Tercero, pero aún así el análisis está mal y adolece de una sobre simplificación. En parte porque muchísimas universidades norteamericanas cuentan con agrupaciones (las llaman chapters) de los Jóvenes Republicanos, y porque Trump triunfó en muchos estados donde se supone que la juventud se ha izquierdizado. Luego porque muchos jóvenes norteamericanos de universidades de elite son «progres» mientras son estudiantes y se vuelcan a la derecha una vez que se convierten en «exitosos» profesionales. ¿Y los otros? Bueno, la tendencia de mayor crecimiento en la juventud norteamericana es el evangelismo, sobre todo en lugares como Texas y el resto del Bible Belt (Cinturón Bíblico). De hecho, en los últimos cuarenta años han surgido docenas de universidades evangélicas y ultraderechistas como la Oral Roberts University, o la Liberty University, o la Bob Jones University. Si, además, cruzamos franja etaria con clase social vamos a descubrir que la vasta mayoría de los jóvenes norteamericanos no son ni serán universitarios. De estos jóvenes trabajadores, una cantidad muy importante se han politizado hacia la derecha nutriendo las filas del trumpismo, que continúa reteniendo un 42 % de adhesión más allá de la ingente campaña de los medios norteamericanos por desacreditarlo. Basta ver las fotos del famoso «asalto al Capitolio» (que de asalto tuvo poco y nada) para ver que la mayoría de los manifestantes pertenecía a la franja de 15 a 35 años. Mi suposición es si Trump recibió 47 % del voto en 2020, entonces es probable que 47 % de la juventud lo haya votado. De hecho, la información disponible revela que el voto trumpista es considerablemente mayor entre mujeres y jóvenes trabajadores, e inclusive es mayor que en años anteriores entre obreros negros e hispanos. En cambio, entre la juventud universitaria perdió lejos. Pero aún así eso supone que los jóvenes votantes de Biden eran progresistas de alguna manera. Nada parece indicar eso. Lo que sí hay datos disponibles es que eran votantes anti Trump.

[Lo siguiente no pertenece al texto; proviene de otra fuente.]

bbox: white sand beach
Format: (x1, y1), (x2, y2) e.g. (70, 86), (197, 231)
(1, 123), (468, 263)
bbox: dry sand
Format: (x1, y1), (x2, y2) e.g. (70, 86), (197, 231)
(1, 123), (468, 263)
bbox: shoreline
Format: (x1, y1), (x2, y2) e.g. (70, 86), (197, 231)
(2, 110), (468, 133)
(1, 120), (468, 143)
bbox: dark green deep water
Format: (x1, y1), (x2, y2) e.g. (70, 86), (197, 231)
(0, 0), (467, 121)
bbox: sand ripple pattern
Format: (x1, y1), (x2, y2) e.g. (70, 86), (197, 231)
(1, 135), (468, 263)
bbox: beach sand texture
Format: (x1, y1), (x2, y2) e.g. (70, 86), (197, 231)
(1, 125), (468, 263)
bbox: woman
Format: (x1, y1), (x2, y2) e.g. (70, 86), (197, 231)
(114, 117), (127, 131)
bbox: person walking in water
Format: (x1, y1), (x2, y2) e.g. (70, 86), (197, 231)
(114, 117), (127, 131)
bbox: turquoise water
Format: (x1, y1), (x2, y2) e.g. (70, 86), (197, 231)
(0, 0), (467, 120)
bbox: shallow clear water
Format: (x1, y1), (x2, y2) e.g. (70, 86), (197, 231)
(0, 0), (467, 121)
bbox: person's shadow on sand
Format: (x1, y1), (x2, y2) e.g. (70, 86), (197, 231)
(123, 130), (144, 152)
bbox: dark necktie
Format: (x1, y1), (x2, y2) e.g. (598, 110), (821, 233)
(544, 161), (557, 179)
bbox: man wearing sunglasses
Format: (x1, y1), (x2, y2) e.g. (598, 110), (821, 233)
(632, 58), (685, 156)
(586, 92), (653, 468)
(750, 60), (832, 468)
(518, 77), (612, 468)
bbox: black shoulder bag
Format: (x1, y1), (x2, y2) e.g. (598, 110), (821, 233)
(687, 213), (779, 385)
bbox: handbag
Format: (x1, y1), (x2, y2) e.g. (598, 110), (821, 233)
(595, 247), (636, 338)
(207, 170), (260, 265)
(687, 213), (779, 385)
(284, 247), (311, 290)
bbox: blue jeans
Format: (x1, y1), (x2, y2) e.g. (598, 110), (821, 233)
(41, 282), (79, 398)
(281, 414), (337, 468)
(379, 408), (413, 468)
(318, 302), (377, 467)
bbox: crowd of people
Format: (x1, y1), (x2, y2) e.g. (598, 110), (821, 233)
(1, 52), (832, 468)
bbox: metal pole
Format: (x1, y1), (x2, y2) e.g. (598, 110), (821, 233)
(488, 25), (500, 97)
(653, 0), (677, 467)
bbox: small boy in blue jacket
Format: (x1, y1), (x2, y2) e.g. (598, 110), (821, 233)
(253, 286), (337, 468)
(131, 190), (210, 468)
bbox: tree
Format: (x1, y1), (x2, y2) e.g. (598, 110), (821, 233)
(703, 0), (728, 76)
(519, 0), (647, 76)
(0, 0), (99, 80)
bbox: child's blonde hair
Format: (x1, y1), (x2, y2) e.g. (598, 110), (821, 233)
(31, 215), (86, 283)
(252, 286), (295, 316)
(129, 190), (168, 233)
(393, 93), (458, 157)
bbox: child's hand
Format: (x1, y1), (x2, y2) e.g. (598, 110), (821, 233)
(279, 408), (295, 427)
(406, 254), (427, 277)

Por último, Barros, al igual que los autores de Coddling, hace mucho de poca cosa: 379 casos de bloquear conferencistas en 18 años. ¿Eso es mayor, menor o igual a años anteriores? Qué uso más pobre de las estadísticas. En realidad, da un poco más de 20 casos por año. ¿Todos fueron progresistas que rechazaban La cabaña del Tio Tom por racista o Matar a un Ruiseñor por lo mismo o a Mujercitas por discriminar a la mujer? Si examinamos un poco los casos, veremos que hubo de todo. Pero preponderantes entre ellos están las movilizaciones de estudiantes sionistas en contra de oradores propalestinos, o críticos de Israel, o que se oponen a BDS (Boycott, Divestment and Sanctions); y también las de estudiantes de derecha que se oponen al apoyo universitario a Black Lives Matter.

Lo que Barros no nos dice es que Greg Lukianoff es un personaje notable: abogado egresado de la elitista Stanford University, que escribe para el Wall Street Journal y el Huffington Post, y es presidente de FIRE, una asociación para defender la libertad de expresión; palabras claves que según ellos «no son ni conservadoras ni liberales» (cuando alguien insiste que no tiene posición, me pongo nervioso). Con un enfoque conductista y, basándose en los estudios previos de los derechistas Roger Kimball y Dinesh D’Souza (Illiberal Education, 1991), Lukianoff y Haidt, argumentan que las demandas estudiantiles de justicia social son expresiones de «distorsiones cognitivas» que surgen de los problemas «del progreso» de una sociedad «en un contexto social y tecnológico sin precedentes». En realidad, ambos remiten al viejo reaccionario Edmund Burke, insistiendo que algo debe cambiar para que todo siga igual. En síntesis, lo que parece una postura progresista es, en realidad, una visión que alimenta a la derecha del establishment norteamericano.